安德鲁·巴托和理查德·萨顿因其开发强化学习的概念和算法基础而获得 2024 年 ACM A.M. 图灵奖。

Recipients: ACM named Andrew G. Barto and Richard S. Sutton as the 2024 ACM A.M. Turing Award recipients for developing RL's conceptual and algorithmic foundations.
- Barto: Professor Emeritus at the University of Massachusetts, Amherst.
- Sutton: Professor at the University of Alberta, Research Scientist at Keen Technologies, and Fellow at Amii.
ACM A.M. Turing Award: Often called the “Nobel Prize in Computing” with a $1 million prize supported by Google. Named for Alan M. Turing.
Reinforcement Learning (RL):
- Concerned with constructing agents that perceive and act, with more intelligent agents choosing better actions. Reward indicates behavior quality.
- Idea known to animal trainers for thousands of years. Turing's 1950 paper addressed machine learning based on rewards. Initial experiments by Turing and Arthur Samuel in the late 1950s.

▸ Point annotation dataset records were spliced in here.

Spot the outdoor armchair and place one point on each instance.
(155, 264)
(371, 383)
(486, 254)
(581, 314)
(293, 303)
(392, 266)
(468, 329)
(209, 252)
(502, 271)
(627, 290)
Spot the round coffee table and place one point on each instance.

- In the 1980s, Barto and Sutton formulated RL as a general problem framework using Markov decision processes (MDPs), where the agent makes decisions in a stochastic environment and aims to maximize long-term cumulative reward.
- Developed many basic algorithmic approaches like temporal difference learning, policy-gradient methods, and using neural networks. Their textbook is the standard reference in the field.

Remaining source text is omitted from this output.